By  opening the newly setup EPZ at Adamjee Nagar, the government of the time triedto discourage frequent hartals and work stoppage. The local and foreign entrepreneurs were requested to come up with bigger investments and technology in the Adamjee EPZ so that it could infuse a new dynamism to the process of  industrialisation in the country.

The government was also exploring other options in order to spur foreign investment. It was considering to set up three special economic zones (SEZs) and attract prospective entrepreneurs to invest there.

The SEZs were designed in such a way that they would attract both domestic and foreign investment in a big way. The government would initially develop the Kaliakoir hi-tech park under a donor-funded project in a bid to attract huge investment from global technological giants.

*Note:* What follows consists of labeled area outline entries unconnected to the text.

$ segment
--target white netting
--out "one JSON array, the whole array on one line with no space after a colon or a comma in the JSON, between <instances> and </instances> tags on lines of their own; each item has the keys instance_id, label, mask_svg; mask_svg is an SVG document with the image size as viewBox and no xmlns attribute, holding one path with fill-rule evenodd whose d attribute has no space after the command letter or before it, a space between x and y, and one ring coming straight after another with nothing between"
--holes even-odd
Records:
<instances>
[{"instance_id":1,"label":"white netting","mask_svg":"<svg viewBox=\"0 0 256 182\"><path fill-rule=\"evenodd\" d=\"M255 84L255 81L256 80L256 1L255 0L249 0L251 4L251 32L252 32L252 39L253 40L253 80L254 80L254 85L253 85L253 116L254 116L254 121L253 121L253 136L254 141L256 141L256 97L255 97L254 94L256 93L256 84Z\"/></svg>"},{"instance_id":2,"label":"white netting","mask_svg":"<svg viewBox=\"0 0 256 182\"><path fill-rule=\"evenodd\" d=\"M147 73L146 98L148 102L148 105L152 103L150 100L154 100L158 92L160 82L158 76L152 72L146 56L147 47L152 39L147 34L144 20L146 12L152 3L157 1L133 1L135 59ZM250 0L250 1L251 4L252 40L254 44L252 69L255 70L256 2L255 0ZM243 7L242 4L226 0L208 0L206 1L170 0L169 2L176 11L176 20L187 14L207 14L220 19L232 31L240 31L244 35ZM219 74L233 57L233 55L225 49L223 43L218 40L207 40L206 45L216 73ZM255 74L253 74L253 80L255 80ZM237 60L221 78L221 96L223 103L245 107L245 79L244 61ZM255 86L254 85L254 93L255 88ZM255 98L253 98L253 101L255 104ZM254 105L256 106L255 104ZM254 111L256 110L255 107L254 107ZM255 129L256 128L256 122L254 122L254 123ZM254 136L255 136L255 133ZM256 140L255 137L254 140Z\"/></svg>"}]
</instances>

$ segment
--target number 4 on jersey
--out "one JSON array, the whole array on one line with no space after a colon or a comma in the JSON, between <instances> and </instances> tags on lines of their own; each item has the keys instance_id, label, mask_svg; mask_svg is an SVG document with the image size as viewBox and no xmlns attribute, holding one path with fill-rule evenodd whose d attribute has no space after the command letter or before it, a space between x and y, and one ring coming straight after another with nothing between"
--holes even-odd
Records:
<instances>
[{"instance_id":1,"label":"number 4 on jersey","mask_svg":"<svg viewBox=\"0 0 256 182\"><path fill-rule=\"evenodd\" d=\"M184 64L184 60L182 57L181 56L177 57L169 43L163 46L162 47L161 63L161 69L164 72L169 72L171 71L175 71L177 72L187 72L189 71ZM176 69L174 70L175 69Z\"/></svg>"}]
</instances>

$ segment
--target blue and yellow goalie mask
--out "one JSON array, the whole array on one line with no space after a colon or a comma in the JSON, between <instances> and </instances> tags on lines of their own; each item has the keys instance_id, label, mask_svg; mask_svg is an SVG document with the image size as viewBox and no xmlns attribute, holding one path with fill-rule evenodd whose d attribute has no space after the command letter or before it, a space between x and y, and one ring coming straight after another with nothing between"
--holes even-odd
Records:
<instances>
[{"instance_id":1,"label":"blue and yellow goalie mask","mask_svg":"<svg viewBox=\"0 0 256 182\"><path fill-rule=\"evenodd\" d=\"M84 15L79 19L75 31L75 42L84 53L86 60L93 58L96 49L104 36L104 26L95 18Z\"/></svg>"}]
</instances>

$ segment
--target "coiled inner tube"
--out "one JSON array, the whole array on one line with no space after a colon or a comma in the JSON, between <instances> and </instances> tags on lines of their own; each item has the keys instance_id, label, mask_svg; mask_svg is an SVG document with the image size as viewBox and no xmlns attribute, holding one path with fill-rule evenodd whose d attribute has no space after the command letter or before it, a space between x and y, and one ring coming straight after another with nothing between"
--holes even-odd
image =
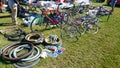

. The Adamjee EPZ was designed to entice foreign investors and make Adamjee Nagar vibrant with economic activities. The government is trying its best to make a dead state-owned enterprise (SOE) alive again in a new creative form.

Although an export processing zone was set up four years later on a portion of land that housed Adamjee Jute Mills generating 53,118 jobs, the locals still mourn the closure of the mills. Set up in 1950, the mills were a symbol of pride on the bank of the Shitalakhya.

Production began in 1951 with 1,700 hesian and 1,000 sacking looms. On an average, 288 tonnes of jute sacks were manufactured every day, raking in about Tk 60 crore every year. At first, about 100 tonnes of jute goods were manufactured. Later, the output increased to 250 tonnes.

Things started to change a few years after Bangladesh gained independence with several quarters getting involved in clashes.

Financially, the mills also started counting losses. Finally, he government decided to wind up its operations and paid all dues to workers.

So far, $411.43 million has been invested in the EPZ. At present, 50 industrial units on the 245.12-acre EPZ are in operation. Of those, 27 are owned by foreign entities, 10 by locals and 13 are joint ventures. The factories manufacture garments, zipper, cartons, hangers, labels, tags, shoes, sweaters, textiles, socks, jewellery and other items for export.

Products worth $2,716.41 million have been exported until recently. In 2015-16 alone, goods worth $562.91 million were exported by the enterprises of Adamjee EPZ.

New factories are being set up in the zone, creating more jobs. It is expected that the EPZ will create jobs for 0.1 million people. The surrounding neighbourhoods are also being developed.